Principle:Neuml Txtai Index Update
| Knowledge Sources | |
|---|---|
| Domains | Semantic_Search, NLP, Information_Retrieval |
| Last Updated | 2026-02-09 00:00 GMT |
Overview
Index update (upsert) is the process of incrementally adding new documents to or modifying existing documents within a vector search index without performing a complete rebuild.
Description
In production environments, document collections are rarely static. New content arrives continuously, existing documents are revised, and outdated entries must be replaced. A full rebuild of the vector index for every change would be prohibitively expensive. Incremental index update (also known as upsert) solves this problem by appending new vectors to the existing ANN structure and updating the associated metadata stores in place.
The upsert operation follows an insert-or-update semantic. When a document with a given identifier already exists in the index, the old entry is first removed from the ANN index, the document database, the scoring index, and the graph. The new version of the document is then vectorized and appended. When the identifier is new, the document is simply added. This approach ensures that the index always reflects the latest state of each document while avoiding the computational cost of rebuilding the entire vector index.

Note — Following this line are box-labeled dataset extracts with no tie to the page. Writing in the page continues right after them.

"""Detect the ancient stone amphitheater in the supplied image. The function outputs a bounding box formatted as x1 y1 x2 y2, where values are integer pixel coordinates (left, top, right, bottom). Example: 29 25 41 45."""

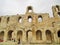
0 5 60 45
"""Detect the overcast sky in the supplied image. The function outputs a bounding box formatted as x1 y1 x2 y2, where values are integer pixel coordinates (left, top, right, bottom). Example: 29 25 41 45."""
0 0 60 17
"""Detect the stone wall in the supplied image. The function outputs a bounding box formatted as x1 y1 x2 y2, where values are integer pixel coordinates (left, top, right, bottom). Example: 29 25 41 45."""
0 5 60 44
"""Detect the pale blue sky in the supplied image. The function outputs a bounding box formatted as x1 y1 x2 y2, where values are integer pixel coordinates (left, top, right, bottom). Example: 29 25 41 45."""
0 0 60 17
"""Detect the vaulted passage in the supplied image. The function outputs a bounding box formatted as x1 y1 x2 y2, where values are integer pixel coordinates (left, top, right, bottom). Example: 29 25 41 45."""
0 31 4 42
36 30 42 40
17 31 22 44
46 30 52 41
26 30 32 41
8 30 13 40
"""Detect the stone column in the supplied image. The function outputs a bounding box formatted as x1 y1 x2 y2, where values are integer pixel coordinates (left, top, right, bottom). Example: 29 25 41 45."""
42 31 46 43
22 31 27 43
4 31 8 42
14 31 17 42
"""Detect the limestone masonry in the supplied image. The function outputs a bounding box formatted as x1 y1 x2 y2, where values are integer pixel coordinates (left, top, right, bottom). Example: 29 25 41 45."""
0 5 60 44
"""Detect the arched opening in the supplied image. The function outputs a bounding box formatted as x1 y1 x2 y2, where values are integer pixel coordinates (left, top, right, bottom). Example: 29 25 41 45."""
38 16 42 22
56 5 59 11
28 6 32 12
26 30 32 42
18 17 22 23
28 16 32 22
8 30 13 40
58 12 60 16
58 30 60 38
46 30 52 41
7 17 9 23
0 18 1 22
36 30 42 40
17 31 22 44
0 31 4 42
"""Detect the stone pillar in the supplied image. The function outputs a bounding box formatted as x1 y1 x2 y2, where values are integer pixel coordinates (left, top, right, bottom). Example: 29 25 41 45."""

For very large incremental updates, the operation supports checkpointing. A checkpoint saves the progress of the update to disk at regular intervals, allowing the operation to be resumed from the last checkpoint if it is interrupted. This is critical for production systems where reliability is paramount and data volumes may require hours-long update operations.
Usage
Use the index update operation when documents need to be added to or modified in an existing index. This is the preferred method for maintaining live search indexes that receive continuous updates. Use the full index operation instead when building a new index from scratch or when the majority of the corpus has changed.
Theoretical Basis
1. Upsert Semantics: The upsert operation U on an index I with a document set D_new is defined as:
U(I, D_new) = I' such that: - for each d in D_new: if id(d) in I, then replace(I, d); else insert(I, d) - for each d in I \ D_new: d remains unchanged in I'
This provides last-write-wins semantics for existing documents and append behavior for new ones.
2. ANN Append: Unlike index construction, which builds the ANN structure from scratch with global optimization, the append operation adds vectors incrementally:
ANN.append(V_new) such that ANN' = ANN union V_new
This is generally faster than a full rebuild but may gradually degrade search quality because the data structure was not optimized for the new distribution of vectors. Periodic full rebuilds (reindexing) are recommended to restore optimal search quality.
3. Deletion Before Insertion: For documents with existing IDs, the update performs a logical deletion followed by insertion:
update(I, d) = insert(delete(I, id(d)), d)
The deletion marks the old vector as invalid (either by tombstone or physical removal depending on the ANN backend), and the insertion appends the new vector at a fresh offset.
4. Checkpoint Recovery: For long-running updates, progress is periodically persisted:
checkpoint(progress, path) at interval t
If the operation fails at step n, it can be resumed from the last checkpoint c <= n, avoiding redundant work:
resume(U, checkpoint_c) = U starting from step c
5. Consistency Across Components: The upsert must maintain consistency across all index components (ANN, database, scoring, graph, subindexes). Each component is updated atomically with respect to the document being upserted, ensuring that a search executed during an upsert will return either the old version or the new version of a document, never an inconsistent mixture.